Kill 'em all, let God sort it out...


----------



## greatprohunter (Jul 25, 2001)

I had one run in front of me at Fish Point last year, Well lets just say ROAD KILL!!!! When I filled out my survay for the Feds this year I wrote that under comments area :evil:


----------



## kcud rellik (Mar 9, 2005)

I say a few guys go to each island they nest on at night and take them by surprise! No plugs and etended clips, we dont want any getting away now do we?:evil: I have not heard one thing these birds are good for. I havent even heard they are cool to watch or anything, they just eat tons of fish and crap everywhere. KILL EM ALL!!


----------



## Buddy Lee (Dec 17, 2003)

Look, I'm not saying the cormorants don't eat fish, and don't need to be controlled. It's obvious they do. I'm just wondering why some of you guys spend so much time outdoors amongst the wildlife when it's obvious you hate it so much. Seems like wildlife has to be "good for something" in your narrow minded opinions before it is deemed worthy of survival as a species. I just can't respect that, and I don't believe a true sportsman would think that way.


----------



## kcud rellik (Mar 9, 2005)

Its more that they are more destructive then they are anything else. We kill varmits all the time for destroying things, well these are destroying fish populations and as stated before, affecting peoples everyday lives because of it. Can you imagine your town going to crap because you depend on fisherman coming into your town and commorants show up and all the sudden no more fish which = no more fisherman which = no more town. Bad for fish, bad for people, need to be gone. Oh, chipmunks are "good for nothing" but we dont kill them, or any other harmless little bird and we arent trying to kill any frogs or lizards which are harmless. These birds cause harm and destroy things.


----------



## lwingwatcher (Mar 25, 2001)

Buddy Lee said:


> Seems like wildlife has to be "good for something" in your narrow minded opinions before it is deemed worthy of survival as a species. I just can't respect that, and I don't believe a true sportsman would think that way.

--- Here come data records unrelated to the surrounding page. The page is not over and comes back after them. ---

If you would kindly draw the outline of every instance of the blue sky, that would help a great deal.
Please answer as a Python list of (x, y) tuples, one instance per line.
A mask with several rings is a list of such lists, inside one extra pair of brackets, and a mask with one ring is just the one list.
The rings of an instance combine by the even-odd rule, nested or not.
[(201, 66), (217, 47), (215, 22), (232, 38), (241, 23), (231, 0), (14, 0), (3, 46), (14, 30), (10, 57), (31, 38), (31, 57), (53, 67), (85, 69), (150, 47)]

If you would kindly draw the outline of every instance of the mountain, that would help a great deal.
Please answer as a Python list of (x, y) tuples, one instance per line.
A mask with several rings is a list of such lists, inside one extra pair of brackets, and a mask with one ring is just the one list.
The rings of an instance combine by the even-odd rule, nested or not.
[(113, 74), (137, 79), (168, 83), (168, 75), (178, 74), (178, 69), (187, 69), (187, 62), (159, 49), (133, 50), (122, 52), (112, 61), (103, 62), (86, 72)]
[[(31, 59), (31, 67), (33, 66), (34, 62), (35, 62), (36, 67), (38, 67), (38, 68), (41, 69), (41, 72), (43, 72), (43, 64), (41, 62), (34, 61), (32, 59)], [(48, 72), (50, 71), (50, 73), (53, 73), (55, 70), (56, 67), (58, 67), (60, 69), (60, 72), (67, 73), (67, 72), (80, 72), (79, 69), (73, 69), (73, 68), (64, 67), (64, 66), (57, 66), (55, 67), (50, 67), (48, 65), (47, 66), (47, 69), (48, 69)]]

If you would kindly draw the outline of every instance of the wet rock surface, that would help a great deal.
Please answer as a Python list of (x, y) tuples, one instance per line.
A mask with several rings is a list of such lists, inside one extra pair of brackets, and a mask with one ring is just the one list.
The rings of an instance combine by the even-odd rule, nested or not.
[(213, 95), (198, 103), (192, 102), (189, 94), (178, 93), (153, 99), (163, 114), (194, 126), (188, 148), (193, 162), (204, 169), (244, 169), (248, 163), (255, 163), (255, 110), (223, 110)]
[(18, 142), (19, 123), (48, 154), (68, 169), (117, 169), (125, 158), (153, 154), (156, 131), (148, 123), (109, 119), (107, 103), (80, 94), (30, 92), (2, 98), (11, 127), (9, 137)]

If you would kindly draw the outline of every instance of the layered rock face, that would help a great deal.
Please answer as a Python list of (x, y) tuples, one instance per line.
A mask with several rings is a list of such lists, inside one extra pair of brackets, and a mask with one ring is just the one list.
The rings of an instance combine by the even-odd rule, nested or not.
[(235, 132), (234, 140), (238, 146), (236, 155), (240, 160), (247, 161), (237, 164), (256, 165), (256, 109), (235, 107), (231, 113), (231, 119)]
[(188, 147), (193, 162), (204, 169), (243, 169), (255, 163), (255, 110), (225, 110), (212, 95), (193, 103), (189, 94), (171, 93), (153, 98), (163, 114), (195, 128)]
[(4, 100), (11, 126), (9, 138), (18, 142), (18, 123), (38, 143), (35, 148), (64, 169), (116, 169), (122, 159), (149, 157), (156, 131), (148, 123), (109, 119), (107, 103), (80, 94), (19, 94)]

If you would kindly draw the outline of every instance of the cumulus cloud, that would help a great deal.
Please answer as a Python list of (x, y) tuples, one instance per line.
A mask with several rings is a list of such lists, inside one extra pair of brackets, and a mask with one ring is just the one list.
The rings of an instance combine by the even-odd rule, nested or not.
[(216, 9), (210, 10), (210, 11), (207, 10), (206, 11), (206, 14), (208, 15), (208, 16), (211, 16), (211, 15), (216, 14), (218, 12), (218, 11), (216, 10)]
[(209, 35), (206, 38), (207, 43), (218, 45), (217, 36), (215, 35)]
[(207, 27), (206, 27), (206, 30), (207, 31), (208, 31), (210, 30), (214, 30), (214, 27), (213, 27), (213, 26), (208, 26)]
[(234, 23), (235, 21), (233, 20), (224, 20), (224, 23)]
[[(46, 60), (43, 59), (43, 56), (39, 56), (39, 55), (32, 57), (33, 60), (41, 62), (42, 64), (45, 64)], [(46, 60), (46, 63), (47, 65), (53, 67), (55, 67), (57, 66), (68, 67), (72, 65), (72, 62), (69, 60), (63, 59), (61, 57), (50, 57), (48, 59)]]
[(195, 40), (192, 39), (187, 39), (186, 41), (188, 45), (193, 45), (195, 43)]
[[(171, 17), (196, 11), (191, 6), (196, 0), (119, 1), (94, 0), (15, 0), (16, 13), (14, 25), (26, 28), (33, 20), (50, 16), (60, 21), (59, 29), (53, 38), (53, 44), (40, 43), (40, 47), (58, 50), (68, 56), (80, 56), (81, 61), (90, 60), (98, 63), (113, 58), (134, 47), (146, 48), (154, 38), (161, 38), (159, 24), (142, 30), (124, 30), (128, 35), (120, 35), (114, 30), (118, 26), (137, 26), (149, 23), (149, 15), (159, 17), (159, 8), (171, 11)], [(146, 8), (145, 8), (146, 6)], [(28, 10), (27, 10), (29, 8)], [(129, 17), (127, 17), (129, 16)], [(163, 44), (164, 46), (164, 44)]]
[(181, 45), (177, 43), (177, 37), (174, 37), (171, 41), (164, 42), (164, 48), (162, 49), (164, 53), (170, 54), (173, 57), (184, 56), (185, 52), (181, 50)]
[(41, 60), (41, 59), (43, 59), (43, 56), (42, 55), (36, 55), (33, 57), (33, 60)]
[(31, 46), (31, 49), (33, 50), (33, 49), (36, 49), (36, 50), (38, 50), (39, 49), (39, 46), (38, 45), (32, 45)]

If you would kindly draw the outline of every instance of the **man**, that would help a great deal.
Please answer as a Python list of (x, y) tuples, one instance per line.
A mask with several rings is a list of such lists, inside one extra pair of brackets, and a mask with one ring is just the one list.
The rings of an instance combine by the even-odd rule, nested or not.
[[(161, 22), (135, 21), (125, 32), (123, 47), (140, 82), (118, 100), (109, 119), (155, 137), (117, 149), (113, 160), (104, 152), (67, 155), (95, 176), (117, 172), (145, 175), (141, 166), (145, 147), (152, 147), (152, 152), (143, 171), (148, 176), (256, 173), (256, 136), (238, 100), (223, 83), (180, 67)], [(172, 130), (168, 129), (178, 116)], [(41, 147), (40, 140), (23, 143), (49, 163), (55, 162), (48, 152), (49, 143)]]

Ok Mr True Sportsman....enlighten us heathens. Would you please be kind enough to identify the positive attributes of a commorant? I for one can hardly wait to read about their contribution to the balance of nature.

Now weigh your list against all the negative effects that this bird has on wildlife so we can look at your representation of an accurate picture. 

And, while you are on your soap box, you may as well share your definition of a "true sportsman" and tell us what we should think as well....


----------



## Tom Morang (Aug 14, 2001)

http://www.on.ec.gc.ca/wildlife/factsheets/fs_cormorants-e.html


According to this document they are not native to the Great Lakes.


----------



## MOMS (Dec 11, 2000)

if these birds are good for any thing but eating a desroying islands, i don'k know about it.


----------



## stacemo (Oct 23, 2003)

Tom Morang said:


> http://www.on.ec.gc.ca/wildlife/factsheets/fs_cormorants-e.html


This is a good article and worth a read if you want to talk about this subject. A couple of facts from this article:



article said:


> The average cormorant weighs approximately 1.9 kg (4.2 lbs) and will eat about 25% of its weight in fish each day or about 0.48 kg (1.0 lbs).


and



article said:


> Fish harvesters have raised concerns about the rapid increase of cormorants and its potential effect on fish numbers in the Great Lakes. They fear that: 1) cormorants are competing with fish harvesters for large, major sport fish like Lake Trout and salmon; 2) the birds feed on the same prey fish which the large predatory fish need for food; and, 3) cormorants feed on and deplete local supplies of pan fish, such as perch and bass.
> 
> The first two concerns do not appear to be valid, since studies of cormorant diets in Lake Ontario show that less than 2% of the prey found in cormorant pellets is Lake Trout or salmon. Also, cormorants consume only about 0.5% of the prey fish, which is insignificant when compared to about 13% taken by sport fish.
> 
> The third concern is not such a clear issue. In northern Georgian Bay, fish harvesters feel that recent declines in local catches of yellow perch and smallmouth bass are the result of increased cormorant numbers at nearby colonies. As evidence they cite the ease with which a "meal" of fish was caught ten years ago, before the birds increased. Now, those fish are scarce and good catches are exceedingly rare. They also state that before cormorant numbers increased one could easily observe, when SCUBA diving, large and frequent schools of perch. These schools, too, have now disappeared.


----------



## lwingwatcher (Mar 25, 2001)

yup...it was a good read....

and while they might not be gorging themselves on trout and salmon....nobody has yet to explain what happened to the perch. And, maybe I missed it but, what were the other types of small fish that they did consume? Large fish still need to feed on small fish and if they have disappeared....


----------



## BIGSP (Sep 16, 2004)

Although I don't think we should kill them all I do think that there needs to be some major population control. I spend a lot of time on Beaver Island in the summer time and the commorants have literally destroyed the smallmouth bass population. CMU did a study that showed that the commorants have killed almost all the 1-3 year old bass and have thus destroyed one of the great sportfishing area's in the state. Up there you see literally thousands of these birds and they just kill for sport many times.


----------



## stacemo (Oct 23, 2003)

Too bad we cannot train them to go after Gobeys(sp?). Those things have been driving me nuts in Tawas Bay for the last 5 years. Although there were less last year but then there was less of everything... Darn rants, things whitewashed my duck blind last year. Hope that wasn't them nesting in there. I usually reserve it for geese  I should check in the next month, eh? Do some early work on the blind.


----------



## Kevlar (Jul 21, 2004)

Last year I seen 4 of them come up on a commercial fishing net. It was great, we were just watching him bring up his nets and we seen 1 big black thing, then another and them two more. Checked it out on the bino's the whole blind started cheering:woohoo1: when we found out they were Cormorants. 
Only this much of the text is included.